Keputusan itu diambil dalam rapat pimpinan rutin di rumah dinas Ketua Umum Golkar Jusuf Kalla, Jalan Diponegoro, Menteng, Jakarta Pusat, Jumat 19 September 2008 hingga pukul 00.00 WIB.
"Tentang Fadel Muhammad itu sikap partai jelas. Bahwa siapa pun, apakah itu kader, fungsionaris pengurus partai, kalau dia itu melanggar etika dan indisipliner maka perlu mendapatkan peringatan dari partai, tidak pandang bulu," uajr Firman.

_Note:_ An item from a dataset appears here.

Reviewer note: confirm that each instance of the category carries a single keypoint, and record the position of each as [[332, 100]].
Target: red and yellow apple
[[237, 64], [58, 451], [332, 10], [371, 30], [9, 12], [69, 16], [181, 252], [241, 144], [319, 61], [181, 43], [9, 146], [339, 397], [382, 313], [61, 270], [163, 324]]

Apalagi, imbuh dia, pelanggaran yang dilakukan bersifat makar dan memprovokasi hal-hal yang negatif.
"Saya yang megusulkan supaya tegas. Peringatan ini menyangkut wibawa partai. Ketika dulu saya dipecat Akbar Tandjung saya dianggap menentang kebijakan partai. Dan itu disetujui partai. Langsung rapim menugaskan kepada sekjen untuk menyiapkan suratnya," kata dia.
Surat peringatan itu, imbuh Firman akan diberikan sebanyak 3 kali. "Jika masih terus tentunya akan dijatuhi sanksi," ujar dia.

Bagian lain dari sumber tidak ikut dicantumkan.